Pre-game, Phillips had determined that quarterback Patrick Towles would get the team's third and fourth series. Do you stick with the plan? Or, considering Whitlow's early success, do you stick with the hot hand?

Phillips stuck with the plan. In came Towles, his first appearance in three weeks after suffering a high ankle sprain. The Cats went three-and-out. Next series, in came Towles again. The Cats went three-and-out again. Momentum gone.

"They started stacking the box a little bit more and stopping the run," Phillips said. "We just couldn't throw the football."

"Patrick had had a pretty good week of practice. ... If I had it do over again maybe I would haven't done that, but there's no way of knowing it at that time," offensive coordinator Randy Sanders said.

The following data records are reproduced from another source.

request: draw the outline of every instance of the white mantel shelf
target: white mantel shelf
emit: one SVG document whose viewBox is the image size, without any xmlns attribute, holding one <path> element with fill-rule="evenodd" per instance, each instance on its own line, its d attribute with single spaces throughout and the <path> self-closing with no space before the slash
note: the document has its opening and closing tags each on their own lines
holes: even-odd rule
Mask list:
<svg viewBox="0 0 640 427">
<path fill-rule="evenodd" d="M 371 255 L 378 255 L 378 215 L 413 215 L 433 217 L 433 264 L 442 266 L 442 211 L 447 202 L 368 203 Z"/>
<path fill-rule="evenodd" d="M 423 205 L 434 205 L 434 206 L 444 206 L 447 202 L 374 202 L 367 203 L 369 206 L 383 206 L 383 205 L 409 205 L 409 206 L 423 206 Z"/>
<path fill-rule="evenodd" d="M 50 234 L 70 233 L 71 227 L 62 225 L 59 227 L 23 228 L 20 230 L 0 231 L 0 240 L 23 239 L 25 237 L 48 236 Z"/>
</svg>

Late second quarter, UK faced a fourth-and-9 at the Missouri 36-yard line. Score tied 10-10. Do you punt and try to pin Missouri deep? Or do you go for the points, asking McIntosh to make a field goal 4 yards beyond his career long?

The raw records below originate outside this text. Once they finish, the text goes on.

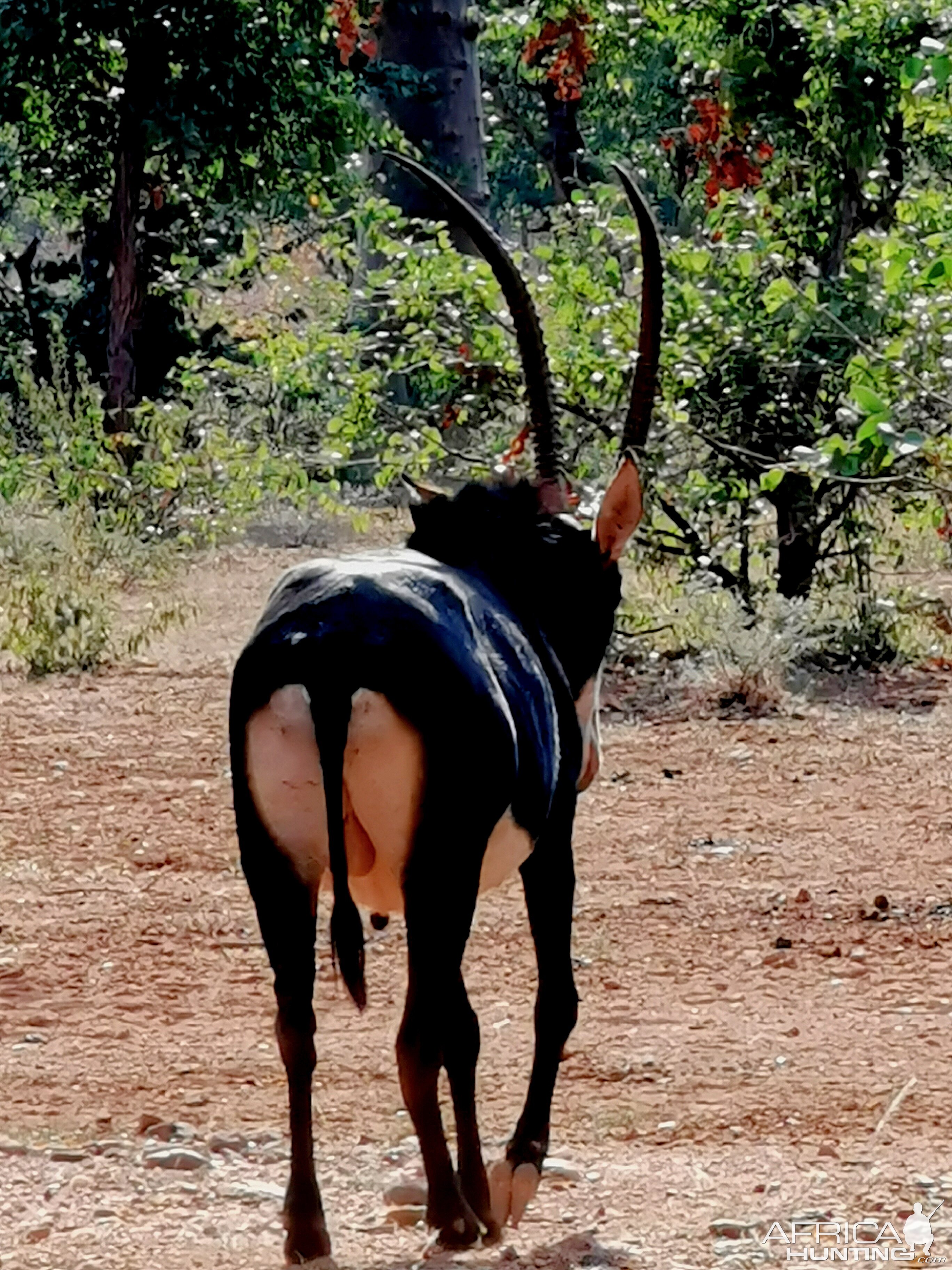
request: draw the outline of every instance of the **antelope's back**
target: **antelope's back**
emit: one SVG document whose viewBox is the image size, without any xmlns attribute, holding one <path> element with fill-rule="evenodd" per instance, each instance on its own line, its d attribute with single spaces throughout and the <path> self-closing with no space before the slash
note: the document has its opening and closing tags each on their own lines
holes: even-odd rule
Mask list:
<svg viewBox="0 0 952 1270">
<path fill-rule="evenodd" d="M 428 771 L 491 780 L 532 838 L 578 745 L 546 650 L 480 579 L 416 551 L 314 560 L 278 582 L 235 668 L 235 772 L 248 720 L 287 685 L 312 710 L 327 690 L 382 696 L 421 738 Z"/>
</svg>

"I wanted to give our guy a chance," Phillips said. "It was very makeable, with the wind."

We'll never know. Holder Jared Leet mishandled the snap. Missouri took over at its own 48. Eleven plays produced a Tigers touchdown and a 17-10 Mizzou lead.

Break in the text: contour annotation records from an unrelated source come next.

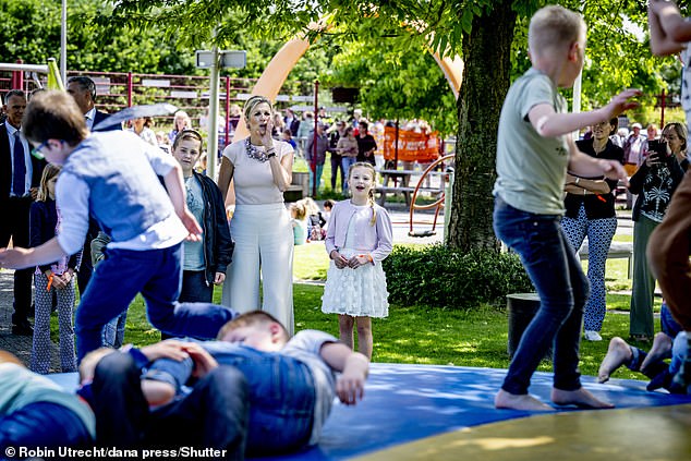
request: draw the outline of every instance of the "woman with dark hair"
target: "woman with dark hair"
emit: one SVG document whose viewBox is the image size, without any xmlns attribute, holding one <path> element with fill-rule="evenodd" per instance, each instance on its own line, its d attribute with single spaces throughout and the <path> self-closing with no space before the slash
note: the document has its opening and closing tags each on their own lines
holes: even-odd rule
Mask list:
<svg viewBox="0 0 691 461">
<path fill-rule="evenodd" d="M 267 98 L 247 99 L 244 118 L 250 137 L 226 147 L 218 177 L 223 198 L 231 180 L 235 190 L 230 221 L 235 250 L 221 303 L 238 312 L 262 308 L 292 336 L 293 229 L 283 191 L 292 180 L 294 151 L 290 144 L 271 137 L 274 109 Z"/>
<path fill-rule="evenodd" d="M 593 125 L 590 139 L 577 141 L 581 151 L 594 158 L 616 160 L 623 163 L 623 149 L 609 136 L 617 132 L 617 119 Z M 579 178 L 567 174 L 566 216 L 561 227 L 569 243 L 578 251 L 587 236 L 587 279 L 591 295 L 585 304 L 584 330 L 587 341 L 602 341 L 606 305 L 605 263 L 611 239 L 617 231 L 615 215 L 615 190 L 617 181 L 599 178 Z"/>
<path fill-rule="evenodd" d="M 653 295 L 655 277 L 645 250 L 653 230 L 663 221 L 677 186 L 683 179 L 687 160 L 687 128 L 678 122 L 663 129 L 662 143 L 652 146 L 641 168 L 631 177 L 629 191 L 639 194 L 633 205 L 633 287 L 629 332 L 637 341 L 650 341 L 655 333 Z"/>
</svg>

Third quarter, 17-10 home team, UK's Landon Foster boomed a 55-yard punt to the Missouri 30, where Marcus Murphy returned it 6 yards to the 36. Only Missouri was called for running into the kicker, turning a fourth-and-7 into a fourth-and-2 at the UK 20.

Do you decline the penalty and take a net punt of 49 yards? Or do you re-kick in hopes that having already muffed two punts, Missouri might do that again?

"The guy had put the ball on the ground a couple of times," Phillips said. "We've got a good pretty good punter. We wanted to take a chance again."

Foster's second punt went just 39 yards and was returned 12 to the UK 47, a gain of 17 yards with the re-kick. The Tigers' offense moved close enough to kick a 34-yard field goal for a 20-10 lead.

Fourth quarter, Missouri up 26-10. It's pretty much a lost cause. Still, there was a short pass from Whitlow to Raymond Sanders that turned into a called fumble. Missouri's E.J. Gaines scooped it up and carried 13 yards for a touchdown with 8:09 left.

Live, the fumble ruling looked debatable at best. You thought Phillips would challenge the call, or at least call a timeout to give the replay official more time to take a few more looks. He did neither.

"They had plenty of time to see it," Phillips said. "When I saw it, it's a fumble. I'm not going to challenge a play that looks like a fumble to me."

At that time, however, what would it have hurt to challenge?

Second-guessing? Of course. Nit-picking? Maybe. But when you're a young team playing with a small margin for error, every decision is magnified, every wrong move criticized.

One notion appeared more than hindsight, however. It was easy to see in the clear Missouri sunshine that with a few right moves UK could have taken advantage of a golden opportunity.